Ordered Counting with Restrictions Problem

[kendang]

5 Boys and 8 Girls go to the Halloween dance. Lori and Julie will not dance with Bert or Tyler. Charles will not dance with Diana or Sara. How many boys/girls couples can be made?

So I know that between Lorie & Julie and Bert & Tyler, there are 4 restricted possibilities.
Diana & Sara and Charles, there are 2 restricted possibilities.

Total possibilities to match up boy/girl: P(8,2) = 56.

Thus, 56 - 6 is the solution?

Thanks in advance.

 

[JeffM]

5 Boys and 8 Girls go to the Halloween dance. Lori and Julie will not dance with Bert or Tyler. Charles will not dance with Diana or Sara. How many boys/girls couples can be made?

So I know that between Lorie & Julie and Bert & Tyler, there are 4 restricted possibilities.
Diana & Sara and Charles, there are 2 restricted possibilities.

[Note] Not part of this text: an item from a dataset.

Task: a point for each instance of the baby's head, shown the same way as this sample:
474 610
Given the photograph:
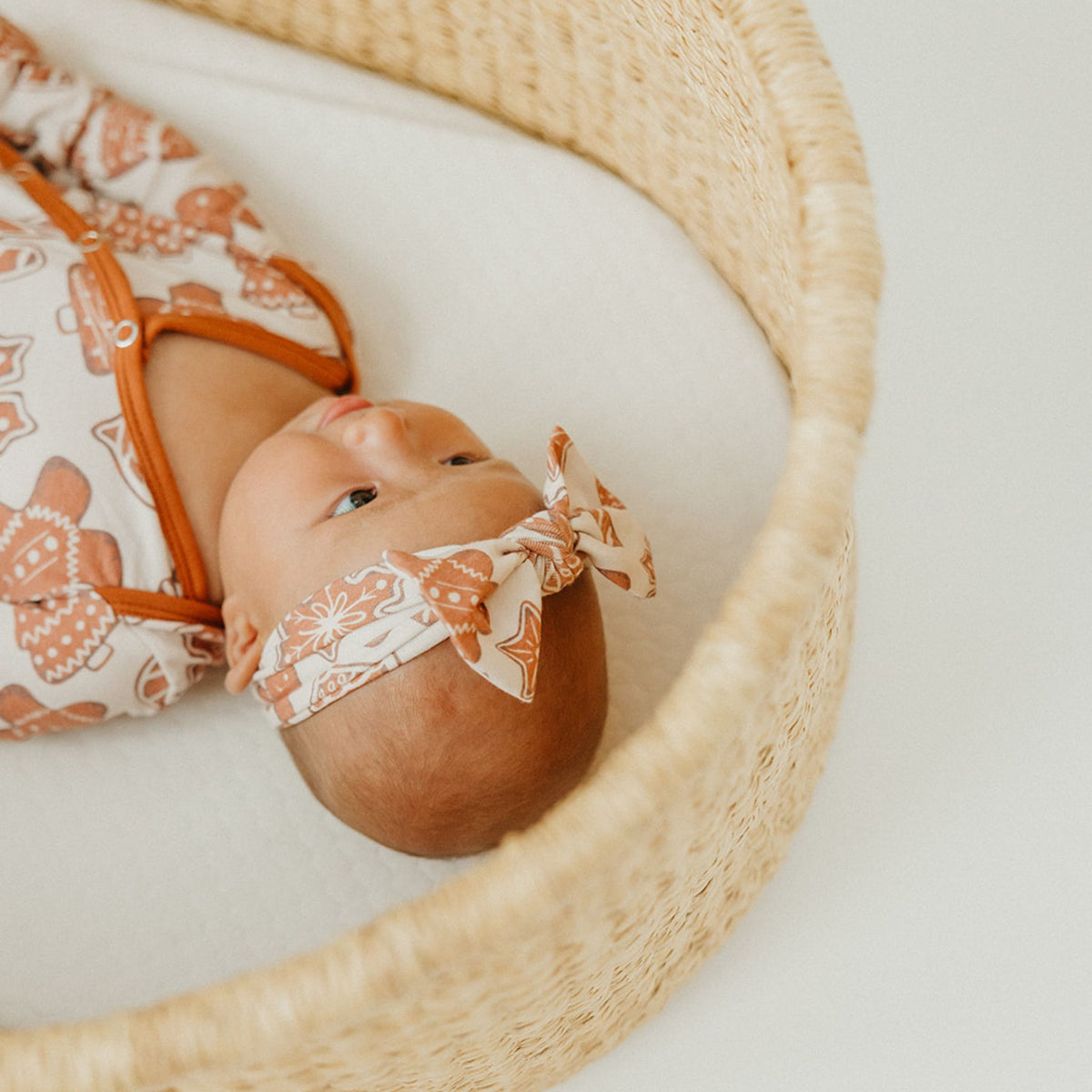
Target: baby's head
430 758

Total possibilities to match up boy/girl: P(8,2) = 56.

Thus, 56 - 6 is the solution?

Thanks in advance.

Your general approach looks good: calculate the total number of possibilities and then deduct the prohibited ones.

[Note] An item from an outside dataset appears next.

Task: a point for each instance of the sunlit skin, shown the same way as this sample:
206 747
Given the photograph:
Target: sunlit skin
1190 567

I agree with 6 prohibited possibilities.

I disagree with the total.
Boy A can be paired 8 distinct ways.
For each distinct pairing for Boy A, Boy B can then be paired 7 distinct ways.
For each of the 56 distinct pairings for Boys A and B, Boy C can then be paired 6 distinct ways.
Etc

So I think the answer is (8! / 3!) - 6 = (8 * 7 * 6 * 5 * 4) - 6 = 6,720 - 6 = 6,714.